The contract language also bars other RealPage clients from using AvalonBay data or sharing any recommendations made to Avalon Bay with other RealPage software users.
“AvalonBay was apparently so concerned by the possibility that Rainmaker and RealPage’s [Revenue Management Solutions software] might use AvalonBay’s data to set competitors’ prices and/or use those competitors’ prices to set AvalonBay’s prices … that AvalonBay insisted on even further protection,” prosecutors wrote in the suit.
AvalonBay signed additional clauses requiring Rainmaker and RealPage to expressly “represent and warrant” they would not violate input representation or data entry representation clauses and would “indemnify, defend and hold harmless [AvalonBay] from and against any and all claims, costs, expenses, losses, damages and liabilities (including legal costs and reasonable attorney’s fees) incurred by [AvalonBay]” if Rainmaker and RealPage breached these terms.
AvalonBay had not responded to Bisnow’s request for comment as of publication time. During an Aug. 2 earnings call, CEO Benjamin Schall declined to discuss why the company had been released from all cases, pointing analysts quizzing him on the matter to the court record.
“We were dismissed from the consolidation of the class-action lawsuits,” he said on the call. “There are no other litigations related to RealPage that we're aware of that we have not been dismissed from.”

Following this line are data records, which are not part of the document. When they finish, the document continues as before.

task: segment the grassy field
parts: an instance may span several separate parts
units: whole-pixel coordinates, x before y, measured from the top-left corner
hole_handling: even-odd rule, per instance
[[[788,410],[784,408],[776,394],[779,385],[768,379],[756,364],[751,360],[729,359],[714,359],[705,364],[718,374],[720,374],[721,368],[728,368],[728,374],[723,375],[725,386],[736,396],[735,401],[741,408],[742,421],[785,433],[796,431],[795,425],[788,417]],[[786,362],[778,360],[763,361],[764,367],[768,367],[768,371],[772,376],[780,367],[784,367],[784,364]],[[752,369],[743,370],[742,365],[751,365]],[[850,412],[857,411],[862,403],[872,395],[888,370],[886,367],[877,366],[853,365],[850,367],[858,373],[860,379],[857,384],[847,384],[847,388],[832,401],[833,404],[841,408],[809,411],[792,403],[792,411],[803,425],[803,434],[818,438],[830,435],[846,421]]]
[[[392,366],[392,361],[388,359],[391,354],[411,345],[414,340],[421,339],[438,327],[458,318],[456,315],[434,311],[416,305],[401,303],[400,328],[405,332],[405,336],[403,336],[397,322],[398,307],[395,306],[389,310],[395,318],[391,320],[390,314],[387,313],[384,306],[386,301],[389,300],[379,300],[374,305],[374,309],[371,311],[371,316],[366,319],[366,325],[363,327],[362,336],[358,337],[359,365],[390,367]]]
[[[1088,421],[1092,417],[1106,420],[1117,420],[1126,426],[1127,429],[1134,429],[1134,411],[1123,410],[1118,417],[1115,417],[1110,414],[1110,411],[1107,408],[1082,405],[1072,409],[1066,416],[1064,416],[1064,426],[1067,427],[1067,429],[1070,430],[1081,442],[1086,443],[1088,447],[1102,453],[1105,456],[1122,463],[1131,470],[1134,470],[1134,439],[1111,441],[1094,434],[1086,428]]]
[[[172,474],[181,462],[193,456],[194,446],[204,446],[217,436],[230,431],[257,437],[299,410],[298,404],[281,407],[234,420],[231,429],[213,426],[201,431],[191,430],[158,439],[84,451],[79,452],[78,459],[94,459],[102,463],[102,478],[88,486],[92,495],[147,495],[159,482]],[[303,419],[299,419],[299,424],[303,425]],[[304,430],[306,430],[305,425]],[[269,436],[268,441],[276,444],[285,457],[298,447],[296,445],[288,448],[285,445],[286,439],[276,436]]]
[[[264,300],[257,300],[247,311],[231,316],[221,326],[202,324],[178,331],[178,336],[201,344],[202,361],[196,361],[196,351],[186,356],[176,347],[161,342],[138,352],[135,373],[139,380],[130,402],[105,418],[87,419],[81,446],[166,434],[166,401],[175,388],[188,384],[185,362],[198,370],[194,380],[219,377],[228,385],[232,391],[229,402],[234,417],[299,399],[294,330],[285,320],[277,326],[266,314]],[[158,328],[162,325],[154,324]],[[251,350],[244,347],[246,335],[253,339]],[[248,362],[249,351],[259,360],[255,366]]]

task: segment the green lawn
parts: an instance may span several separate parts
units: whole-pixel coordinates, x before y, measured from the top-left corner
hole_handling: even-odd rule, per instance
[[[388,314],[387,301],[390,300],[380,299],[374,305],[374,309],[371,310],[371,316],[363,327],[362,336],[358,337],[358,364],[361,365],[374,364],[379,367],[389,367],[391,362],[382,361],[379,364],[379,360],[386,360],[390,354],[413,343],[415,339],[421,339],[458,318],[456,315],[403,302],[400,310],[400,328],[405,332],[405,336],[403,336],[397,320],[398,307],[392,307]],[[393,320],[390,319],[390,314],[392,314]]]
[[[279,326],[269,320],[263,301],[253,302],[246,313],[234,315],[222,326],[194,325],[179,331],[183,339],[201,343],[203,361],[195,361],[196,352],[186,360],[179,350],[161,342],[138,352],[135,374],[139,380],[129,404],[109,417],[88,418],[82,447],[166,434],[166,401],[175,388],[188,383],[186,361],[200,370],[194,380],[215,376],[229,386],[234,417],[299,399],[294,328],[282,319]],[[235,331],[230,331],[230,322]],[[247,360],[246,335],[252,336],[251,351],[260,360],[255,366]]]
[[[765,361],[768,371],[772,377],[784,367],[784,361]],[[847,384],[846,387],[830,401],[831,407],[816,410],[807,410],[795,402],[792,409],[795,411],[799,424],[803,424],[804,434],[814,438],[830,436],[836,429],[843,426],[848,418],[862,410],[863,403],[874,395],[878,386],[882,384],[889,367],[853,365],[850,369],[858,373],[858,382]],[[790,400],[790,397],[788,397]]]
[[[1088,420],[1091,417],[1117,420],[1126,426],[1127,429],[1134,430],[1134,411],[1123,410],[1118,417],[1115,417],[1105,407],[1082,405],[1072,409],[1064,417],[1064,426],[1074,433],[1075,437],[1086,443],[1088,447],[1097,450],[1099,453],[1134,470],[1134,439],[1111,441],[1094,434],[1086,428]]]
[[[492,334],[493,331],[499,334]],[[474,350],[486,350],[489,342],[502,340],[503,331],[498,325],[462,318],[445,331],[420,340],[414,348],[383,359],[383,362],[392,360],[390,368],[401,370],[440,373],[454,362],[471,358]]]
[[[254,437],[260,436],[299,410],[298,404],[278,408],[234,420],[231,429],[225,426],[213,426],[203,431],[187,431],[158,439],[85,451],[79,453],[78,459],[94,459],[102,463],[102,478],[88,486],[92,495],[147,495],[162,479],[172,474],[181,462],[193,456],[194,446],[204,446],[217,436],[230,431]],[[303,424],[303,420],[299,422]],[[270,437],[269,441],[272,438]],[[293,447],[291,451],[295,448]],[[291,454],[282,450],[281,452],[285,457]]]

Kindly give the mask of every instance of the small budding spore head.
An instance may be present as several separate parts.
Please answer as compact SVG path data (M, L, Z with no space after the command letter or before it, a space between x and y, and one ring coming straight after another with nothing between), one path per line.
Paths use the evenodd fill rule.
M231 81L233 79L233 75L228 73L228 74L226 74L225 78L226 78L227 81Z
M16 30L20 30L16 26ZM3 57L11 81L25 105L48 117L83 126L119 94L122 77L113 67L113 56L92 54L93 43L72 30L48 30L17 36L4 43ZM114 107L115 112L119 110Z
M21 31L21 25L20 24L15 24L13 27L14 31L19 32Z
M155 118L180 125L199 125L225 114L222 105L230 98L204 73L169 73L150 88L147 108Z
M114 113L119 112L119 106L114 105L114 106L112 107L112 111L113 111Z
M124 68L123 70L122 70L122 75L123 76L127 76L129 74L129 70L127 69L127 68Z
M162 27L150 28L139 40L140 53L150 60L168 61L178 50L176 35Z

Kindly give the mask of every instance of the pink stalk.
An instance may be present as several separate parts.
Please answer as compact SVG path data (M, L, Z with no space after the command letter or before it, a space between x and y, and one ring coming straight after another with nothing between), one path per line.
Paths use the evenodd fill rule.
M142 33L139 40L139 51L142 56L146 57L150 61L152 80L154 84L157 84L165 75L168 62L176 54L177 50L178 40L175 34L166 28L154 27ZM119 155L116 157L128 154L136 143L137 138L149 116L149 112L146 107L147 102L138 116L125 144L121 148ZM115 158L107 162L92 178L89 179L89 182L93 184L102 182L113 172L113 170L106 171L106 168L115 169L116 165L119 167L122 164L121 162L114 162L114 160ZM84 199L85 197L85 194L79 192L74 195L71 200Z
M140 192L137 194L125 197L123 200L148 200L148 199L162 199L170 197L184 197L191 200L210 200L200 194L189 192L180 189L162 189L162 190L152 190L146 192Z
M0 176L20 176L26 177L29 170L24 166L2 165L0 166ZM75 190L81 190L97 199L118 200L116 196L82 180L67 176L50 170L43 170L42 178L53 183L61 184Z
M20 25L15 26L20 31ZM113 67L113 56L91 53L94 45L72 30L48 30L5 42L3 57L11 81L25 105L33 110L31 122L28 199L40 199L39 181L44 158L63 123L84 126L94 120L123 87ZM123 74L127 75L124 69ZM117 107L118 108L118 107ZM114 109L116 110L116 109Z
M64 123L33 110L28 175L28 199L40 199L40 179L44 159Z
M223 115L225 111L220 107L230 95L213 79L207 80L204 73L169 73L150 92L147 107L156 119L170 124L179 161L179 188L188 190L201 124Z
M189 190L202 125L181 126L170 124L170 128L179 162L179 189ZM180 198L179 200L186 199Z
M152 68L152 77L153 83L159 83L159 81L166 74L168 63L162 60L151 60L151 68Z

More than 30 lawsuits alleging software sold by RealPage enabled owners of rental property to collude to inflate rents have been consolidated in the U.S. District Court for the Middle District of Tennessee in Nashville since April, bringing together cases filed by renters from coast to coast. Defendants include large REITs like Essex Property Trust, Equity Residential, Camden Property Trust and Mid-America Apartment Communities as well as industry heavy hitters such as Greystar Real Estate Partners, Lincoln Property Co. and FPI Management.